Die wirtschaftlichen Auswirkungen der Missernte werden im Bio-Bereich von der Landwirtschaft bis zum Kunden spürbar sein. Im Gurkenanbau fehlen nach Einschätzung des BOGK ein Drittel der erwarteten Einnahmen. Die ersten Bauern, die die Industrie im Rahmen von festen Lieferverträgen beliefern, haben bereits ihren Rückzug aus dem Bio-Anbau angekündigt. Auch für die Industrie sind die geringeren Mengen ein Problem, denn sie wirken sich auf die Kalkulation aus. Lebensmitteleinzelhandel und Verbraucher werden sich auf ein schmaleres Angebot zu höheren Preisen einstellen müssen.
BVE: Wo bedarf es noch weiterer Unterstützung/Welche Potenziale werden noch nicht vollkommen ausgeschöpft, um auf zunehmende Wetterextreme reagieren zu können?

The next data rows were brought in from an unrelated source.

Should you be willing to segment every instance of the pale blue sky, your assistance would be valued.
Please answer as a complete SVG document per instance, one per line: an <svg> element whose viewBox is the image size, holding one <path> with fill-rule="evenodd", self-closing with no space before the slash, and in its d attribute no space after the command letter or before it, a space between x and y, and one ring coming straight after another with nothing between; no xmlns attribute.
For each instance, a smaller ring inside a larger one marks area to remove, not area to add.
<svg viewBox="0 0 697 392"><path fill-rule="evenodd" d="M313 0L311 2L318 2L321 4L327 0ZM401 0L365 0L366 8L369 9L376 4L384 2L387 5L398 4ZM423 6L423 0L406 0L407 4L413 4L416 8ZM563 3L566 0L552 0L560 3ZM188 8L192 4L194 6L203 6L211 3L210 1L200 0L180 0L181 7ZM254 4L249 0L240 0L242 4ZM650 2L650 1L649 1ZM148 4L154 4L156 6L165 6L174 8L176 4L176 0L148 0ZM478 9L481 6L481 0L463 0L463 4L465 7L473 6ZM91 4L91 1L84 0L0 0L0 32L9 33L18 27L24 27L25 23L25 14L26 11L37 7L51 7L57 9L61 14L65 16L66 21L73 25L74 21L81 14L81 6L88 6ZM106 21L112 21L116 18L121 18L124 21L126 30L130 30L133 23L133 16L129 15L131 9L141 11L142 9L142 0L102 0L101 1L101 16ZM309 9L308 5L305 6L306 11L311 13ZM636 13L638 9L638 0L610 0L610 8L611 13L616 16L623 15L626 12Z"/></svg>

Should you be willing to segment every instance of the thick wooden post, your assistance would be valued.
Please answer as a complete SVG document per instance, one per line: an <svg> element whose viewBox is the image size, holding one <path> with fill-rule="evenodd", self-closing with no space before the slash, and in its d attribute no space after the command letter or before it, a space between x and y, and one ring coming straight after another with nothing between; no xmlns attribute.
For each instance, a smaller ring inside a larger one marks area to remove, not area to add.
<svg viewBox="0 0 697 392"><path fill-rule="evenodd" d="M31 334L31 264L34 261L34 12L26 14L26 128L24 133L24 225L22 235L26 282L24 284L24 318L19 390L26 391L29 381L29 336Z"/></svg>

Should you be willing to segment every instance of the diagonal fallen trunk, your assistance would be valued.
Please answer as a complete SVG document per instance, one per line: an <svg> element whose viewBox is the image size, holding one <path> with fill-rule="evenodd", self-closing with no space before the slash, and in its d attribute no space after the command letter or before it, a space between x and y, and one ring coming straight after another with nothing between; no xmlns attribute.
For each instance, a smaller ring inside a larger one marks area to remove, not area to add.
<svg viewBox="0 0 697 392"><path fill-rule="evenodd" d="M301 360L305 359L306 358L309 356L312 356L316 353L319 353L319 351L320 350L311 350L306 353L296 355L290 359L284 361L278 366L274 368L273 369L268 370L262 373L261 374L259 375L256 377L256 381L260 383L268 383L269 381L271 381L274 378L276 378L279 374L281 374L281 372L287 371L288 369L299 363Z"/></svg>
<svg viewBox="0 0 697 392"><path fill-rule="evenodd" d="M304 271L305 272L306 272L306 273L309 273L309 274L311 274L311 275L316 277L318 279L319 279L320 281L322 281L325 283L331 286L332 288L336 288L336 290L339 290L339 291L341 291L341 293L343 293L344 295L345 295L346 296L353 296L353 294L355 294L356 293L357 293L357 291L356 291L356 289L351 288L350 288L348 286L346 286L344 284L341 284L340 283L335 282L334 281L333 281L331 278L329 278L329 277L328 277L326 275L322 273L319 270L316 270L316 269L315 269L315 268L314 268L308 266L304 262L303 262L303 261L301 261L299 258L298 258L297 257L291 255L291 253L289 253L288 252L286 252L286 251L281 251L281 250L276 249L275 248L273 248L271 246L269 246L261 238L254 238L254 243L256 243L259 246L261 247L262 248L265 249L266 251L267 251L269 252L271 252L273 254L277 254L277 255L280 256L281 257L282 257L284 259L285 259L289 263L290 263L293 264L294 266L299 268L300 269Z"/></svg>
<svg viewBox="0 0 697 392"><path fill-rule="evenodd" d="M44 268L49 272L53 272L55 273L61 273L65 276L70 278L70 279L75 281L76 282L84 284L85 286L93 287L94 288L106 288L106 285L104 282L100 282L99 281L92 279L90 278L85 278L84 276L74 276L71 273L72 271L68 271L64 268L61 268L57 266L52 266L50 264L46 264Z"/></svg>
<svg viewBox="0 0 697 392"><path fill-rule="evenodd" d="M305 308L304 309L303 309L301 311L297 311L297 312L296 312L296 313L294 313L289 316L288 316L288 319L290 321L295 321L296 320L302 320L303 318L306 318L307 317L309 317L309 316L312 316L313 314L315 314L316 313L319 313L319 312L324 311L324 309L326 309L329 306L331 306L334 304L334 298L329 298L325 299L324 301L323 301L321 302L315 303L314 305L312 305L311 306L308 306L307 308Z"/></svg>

Christoph Freitag: Die größere Abhängigkeit vom Wetter ist ein generelles Problem. Sie führt zu verhältnismäßig größeren Schwankungen der Erntemengen von Jahr zu Jahr. Im Gemüse- und Kartoffelbau müssen die geplanten Kontraktmengen pro Hektar besser den Boden-/Wassergegebenheiten angepasst werden.
Der verstärkte Abschluss von Anbauverträgen könnte die Möglichkeit einer Kostenbeteiligung des Abnehmers an den entsprechenden Maßnahmen des Lieferanten (zum Beispiel Bewässerungsanlagen) bieten und somit für beide Parteien (Agrarbetrieb und Verarbeitungsbetrieb) letztlich auch zur Qualitätssicherung vorteilhaft sein.
Auch der Handel muss sich auf schwankende Erntemengen einstellen. Der BOGK hat daher vorgeschlagen, neue Vereinbarungen zwischen Industrie und Handel zu treffen, die das Risiko von Miss- und Minderernten auf Verarbeiter und Handel fair aufteilen.
Von der Politik fordert der BOGK Unterstützung bei der Errichtung intelligenter Wassermanagementsysteme durch die Wasserverbände, um Wasser bei Niederschlägen in der Region zu halten und nicht möglichst schnell den Vorflutern zuzuführen.